L'élimination des effluents domestiques peut s'effectuer par le procédé séparatif ou selon le système du tout-à-l'égout. Dans le premier cas, eaux usées et eaux pluviales s'écoulent dans des canalisations différentes, alors que dans le tout-à-l'égout, les eaux usées et pluviales empruntent des canalisations communes. Selon la fréquence, la durée et l'intensité des débits d'orage, une partie des précipitations peut se déverser directement dans les cours d'eau sans passer par la station d'épuration. Les substances qui se sont déposées dans les canalisations par temps sec sont alors charriées à nouveau par la force d'entraînenement des eaux en crue, et peuvent atteindre une concentration plusieurs fois supérieure à celle d'une décharge primaire. Concernant le procédé séparatif, des charges de pollution considérables parviennent également dans l'émissaire avec les eaux pluviales.

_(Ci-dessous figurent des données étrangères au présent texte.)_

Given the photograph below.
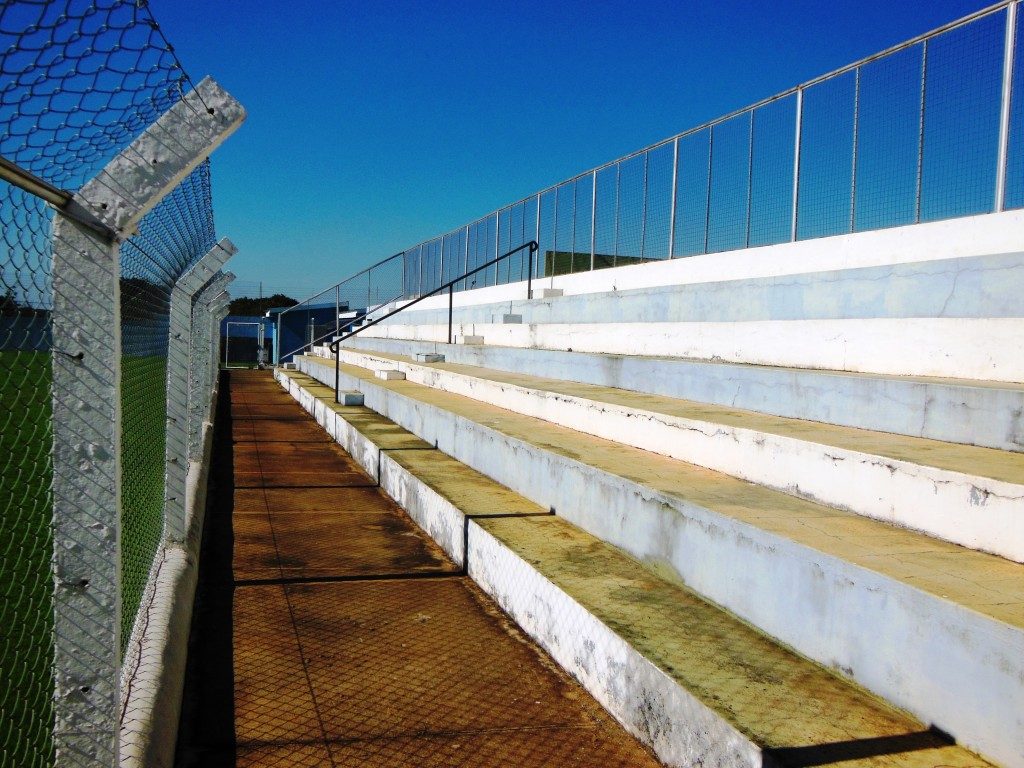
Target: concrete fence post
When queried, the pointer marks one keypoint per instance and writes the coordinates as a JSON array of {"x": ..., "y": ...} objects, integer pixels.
[
  {"x": 86, "y": 326},
  {"x": 201, "y": 361},
  {"x": 178, "y": 389}
]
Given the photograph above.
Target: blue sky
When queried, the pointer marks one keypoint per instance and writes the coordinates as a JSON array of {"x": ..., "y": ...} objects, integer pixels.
[{"x": 375, "y": 125}]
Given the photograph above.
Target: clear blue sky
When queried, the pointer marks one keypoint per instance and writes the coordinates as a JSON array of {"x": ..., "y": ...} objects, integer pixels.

A la lumière de normes nationales, il s'avère que la décharge directe d'effluents domestiques dans les eaux de surface est, dans de nombreux pays, soumise à autorisation préalable ou purement et simplement interdite. Des normes qualitatives de cet ordre existent, dans la grande majorité des cas, dans les pays ayant adopté une législation particulière pour la protection des eaux. Il y a lieu de penser que les directives de la CE en la matière jouent un rôle déterminant dans l'élaboration de ces législations nationales.

4. Distribution d'énergie

Parmi les effluents émanant du secteur de la production d'énergie, il convient surtout de mentionner les eaux de service (généralement eaux de refroidissement) polluées par des agents biocides. Ceux-ci sont utilisés afin d'épurer l'eau et d'en éliminer les algues, et de protéger ainsi le système de refroidissement. Parmi ces substances figurent notamment le chlore et les composés chloriques (v. fichier des substances).

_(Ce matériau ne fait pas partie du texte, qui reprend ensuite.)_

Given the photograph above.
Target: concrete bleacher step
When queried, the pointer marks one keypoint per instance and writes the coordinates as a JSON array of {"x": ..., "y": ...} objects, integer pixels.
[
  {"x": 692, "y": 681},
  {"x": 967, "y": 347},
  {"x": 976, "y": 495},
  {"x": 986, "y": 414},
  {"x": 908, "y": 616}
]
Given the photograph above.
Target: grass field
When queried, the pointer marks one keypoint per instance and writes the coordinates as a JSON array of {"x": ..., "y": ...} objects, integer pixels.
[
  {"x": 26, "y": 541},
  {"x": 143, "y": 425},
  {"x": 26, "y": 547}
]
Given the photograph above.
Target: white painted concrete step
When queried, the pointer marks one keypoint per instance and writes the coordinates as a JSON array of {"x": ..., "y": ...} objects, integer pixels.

5. Secteur productif/Industrie

Parmi les effluents industriels figurent les eaux usées ayant servi entre autres à titre de matière première, de solvant ou de véhicule à des fins de nettoyage ou d'hygiène.

Les eaux industrielles

- ont souvent une composition peu complexe avec prédominance de groupes de substances chimiques déterminés,

- contiennent des substances inhibitrices, difficilement dégradables et toxiques,

- présentent de fortes fluctuations au niveau de la composition et des concentrations,

- contiennent des substances malodorantes pouvant, de façon directe ou indirecte, être à l'origine de sérieuses nuisances olfactives (p.ex. par transformation bactérielle).

Compte tenu des propriétés susmentionnées, les effluents industriels sont souvent différenciés selon qu'il s'agit

- d'eaux usées pouvant être déversées en intégralité ou sans prétraitement dans les canalisations ou dans les eaux de surface,

- d'eaux usées pouvant uniquement être déversées après réduction des quantités et traitement préalable, et

- d'eaux usées dont la décharge dans les eaux de surface est interdite.

Les valeurs limites concernant les décharges d'effluents sont indiquées directement ou doivent être calculées sur la base de réglementations générales, sectorielles ou locales.

6. Mines/Extraction de matières premières

Parmi les principaux effluents émanant de ce type d'activité, il convient de mentionner les eaux de mine et les eaux usées provenant de l'extraction ou du traitement de matières premières (la transformation proprement dite relève plutôt de l'industrie productrice). L'effet polluant de ces effluents est généralement le résultat de fortes concentrations de substances déterminées (p.ex. arsenic, plomb, zinc, mercure).